Teaching AI Agents to Learn Secure Behavior

A long-term goal is to train AI agents to recognize their own potential for insecure actions. They will need:

• Policy awareness built into their reasoning
• The ability to assess when a decision exceeds a risk threshold
• Clear mechanisms to escalate to humans or security agents

When humans review an agent’s decisions, there is a real risk of over-trusting the system. If a person solves a math problem but receives a slightly different result from a calculator, many people will believe the calculator even if it is wrong. This tendency can create risk blindness when supervising AI agents. People may approve decisions because the system appears confident, not because the decision is demonstrably safe.  

How Security Teams Must Evolve for Agentic AI

Security teams will need a new strategic outlook. Most current defenses depend on deterministic signals such as known malicious domains or simple sensitive data matches. Agentic AI environments are statistical and dynamic. Teams must assume that agents will make mistakes, be manipulated or expose data unintentionally.

Protection should focus on:

• Behavioral monitoring of agents and their workflows
• Anomaly detection across agent-to-agent and agent-to-data interactions
• Guardrails that can intervene when agents drift into unsafe territory

To support this, tools that understand modern data environments are essential. Data Security Posture Management (DSPM) solutions are critical for showing organizations where sensitive data lives, which agents and users are accessing it and how that exposure is changing over time. Achieving this visibility is a foundation for securing agentic systems that learn and adapt on their own.

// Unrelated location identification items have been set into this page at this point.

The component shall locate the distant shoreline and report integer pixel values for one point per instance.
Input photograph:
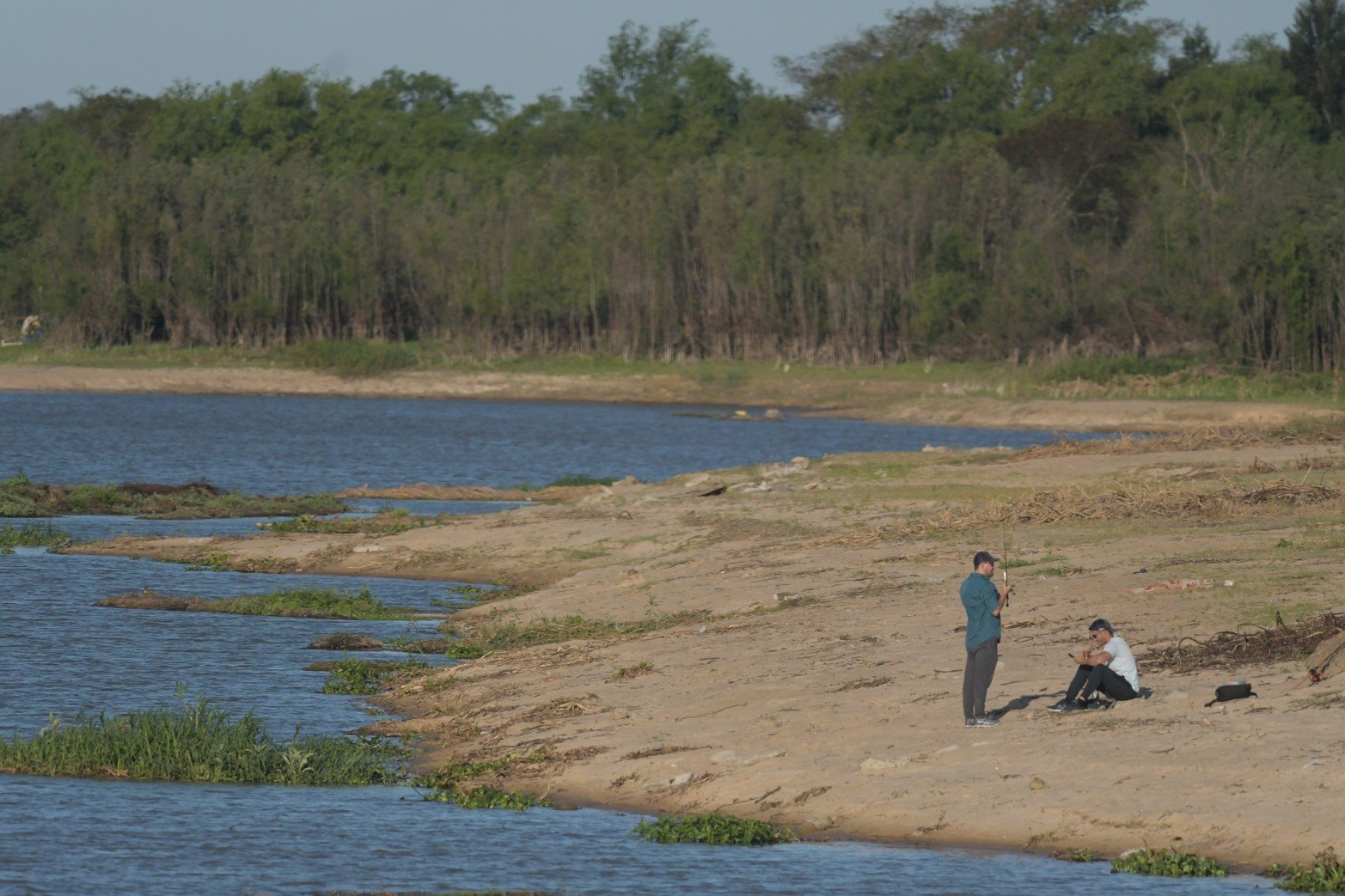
(873, 399)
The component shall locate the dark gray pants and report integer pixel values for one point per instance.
(1100, 679)
(975, 680)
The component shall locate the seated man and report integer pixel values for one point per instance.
(1110, 672)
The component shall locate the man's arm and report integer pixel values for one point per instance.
(1001, 599)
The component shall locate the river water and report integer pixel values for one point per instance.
(59, 654)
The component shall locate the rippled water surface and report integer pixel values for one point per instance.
(290, 444)
(61, 654)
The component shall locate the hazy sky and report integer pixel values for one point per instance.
(521, 47)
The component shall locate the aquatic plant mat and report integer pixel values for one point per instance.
(306, 603)
(1168, 862)
(198, 743)
(361, 677)
(1325, 875)
(34, 534)
(714, 831)
(21, 497)
(1247, 648)
(386, 523)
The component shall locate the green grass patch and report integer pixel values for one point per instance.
(621, 673)
(352, 357)
(1169, 862)
(1324, 875)
(478, 641)
(485, 796)
(34, 534)
(198, 743)
(385, 523)
(350, 675)
(713, 831)
(309, 603)
(21, 497)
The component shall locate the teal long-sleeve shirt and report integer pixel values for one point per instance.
(980, 598)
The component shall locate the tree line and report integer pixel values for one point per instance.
(966, 182)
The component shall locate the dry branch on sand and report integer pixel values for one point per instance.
(1125, 502)
(1321, 434)
(1240, 648)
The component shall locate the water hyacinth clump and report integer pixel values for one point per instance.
(198, 743)
(485, 796)
(1168, 862)
(21, 497)
(714, 831)
(34, 534)
(306, 603)
(350, 675)
(1325, 875)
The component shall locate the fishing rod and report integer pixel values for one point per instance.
(1004, 568)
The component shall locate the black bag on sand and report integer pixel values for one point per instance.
(1237, 689)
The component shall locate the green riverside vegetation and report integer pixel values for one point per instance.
(386, 523)
(198, 743)
(485, 796)
(1324, 875)
(33, 534)
(714, 831)
(21, 497)
(311, 603)
(1017, 178)
(1169, 862)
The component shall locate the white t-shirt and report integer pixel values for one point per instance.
(1122, 661)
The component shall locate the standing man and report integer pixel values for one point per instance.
(983, 603)
(1110, 670)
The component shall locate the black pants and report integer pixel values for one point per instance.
(1100, 679)
(975, 679)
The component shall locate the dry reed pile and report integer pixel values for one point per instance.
(1314, 434)
(1228, 649)
(1125, 502)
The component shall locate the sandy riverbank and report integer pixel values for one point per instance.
(823, 692)
(932, 403)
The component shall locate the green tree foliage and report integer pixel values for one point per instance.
(1317, 59)
(1004, 180)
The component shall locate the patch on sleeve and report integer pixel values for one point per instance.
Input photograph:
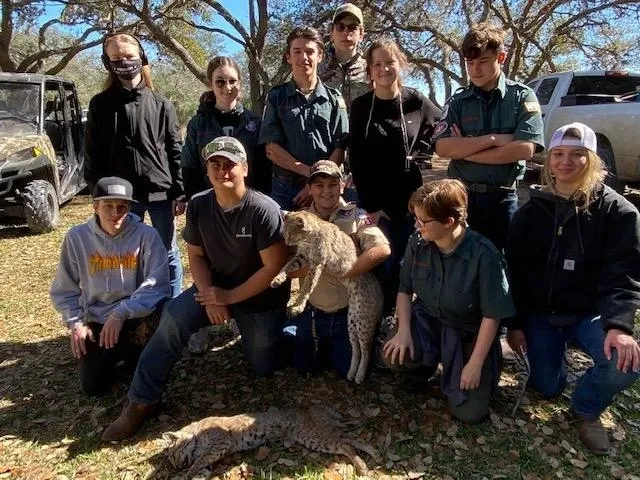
(532, 107)
(365, 218)
(441, 127)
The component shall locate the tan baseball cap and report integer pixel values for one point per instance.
(324, 167)
(349, 8)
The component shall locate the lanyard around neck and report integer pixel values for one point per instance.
(403, 129)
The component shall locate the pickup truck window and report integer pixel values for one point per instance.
(589, 85)
(545, 90)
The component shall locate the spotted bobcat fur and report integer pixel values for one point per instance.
(323, 246)
(202, 443)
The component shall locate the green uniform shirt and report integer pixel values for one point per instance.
(459, 288)
(350, 78)
(309, 129)
(511, 107)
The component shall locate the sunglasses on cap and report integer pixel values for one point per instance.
(341, 27)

Preparing for the Agentic Future

Agentic AI introduces a new type of digital participant. Organizations are tasked with securing not just securing data and human users, but also autonomous systems acting on their behalf. The companies that succeed will rethink governance and build oversight into the design of these systems. Now is the time to map data flows, set boundaries, establish monitoring and ensure that tools are ready for agent-to-data and agent-to-agent interactions.

We secured the internet for people. The next challenge is securing it for digital actors.